🤖 AI Summary
This study investigates large language models’ (LLMs) discourse-level coreference resolution capabilities to uncover fundamental disparities between model and human comprehension. To this end, we first operationalize dynamic semantics into a computationally tractable coreference accessibility benchmark, constructing a manually curated, controllable discourse-level evaluation dataset. We then systematically compare human participants’ coreference judgments against those of leading LLMs (e.g., GPT, Claude, Llama).

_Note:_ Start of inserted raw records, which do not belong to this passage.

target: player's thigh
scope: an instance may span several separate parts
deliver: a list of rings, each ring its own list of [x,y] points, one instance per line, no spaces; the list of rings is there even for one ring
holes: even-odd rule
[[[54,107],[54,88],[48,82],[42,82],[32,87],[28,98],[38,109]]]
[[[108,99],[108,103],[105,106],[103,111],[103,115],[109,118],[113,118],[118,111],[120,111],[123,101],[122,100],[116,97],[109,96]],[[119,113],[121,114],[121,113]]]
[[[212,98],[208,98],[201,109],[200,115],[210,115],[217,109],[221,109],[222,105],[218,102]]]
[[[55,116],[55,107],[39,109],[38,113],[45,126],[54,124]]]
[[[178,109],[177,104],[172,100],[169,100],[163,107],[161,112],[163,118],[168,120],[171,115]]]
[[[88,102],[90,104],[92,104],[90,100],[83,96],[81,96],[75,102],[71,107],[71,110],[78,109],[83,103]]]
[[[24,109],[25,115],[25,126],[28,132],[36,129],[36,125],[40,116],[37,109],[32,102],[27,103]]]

Our contributions are threefold: (1) the first dynamic-semantic framework for discourse-level coreference accessibility evaluation; (2) empirical evidence that while LLMs approach human performance on lexically cued coreference tasks, they significantly underperform on structurally abstract coreference chain reasoning; and (3) quantitative validation that LLMs rely predominantly on shallow surface representations, lacking deep modeling of discourse dynamics—thereby advancing natural language understanding evaluation from token- and sentence-level analysis to genuine discourse semantics.
📝 Abstract
We present a hierarchy of natural language understanding abilities and argue for the importance of moving beyond assessments of understanding at the lexical and sentence levels to the discourse level. We propose the task of anaphora accessibility as a diagnostic for assessing discourse understanding, and to this end, present an evaluation dataset inspired by theoretical research in dynamic semantics. We evaluate human and LLM performance on our dataset and find that LLMs and humans align on some tasks and diverge on others. Such divergence can be explained by LLMs' reliance on specific lexical items during language comprehension, in contrast to human sensitivity to structural abstractions.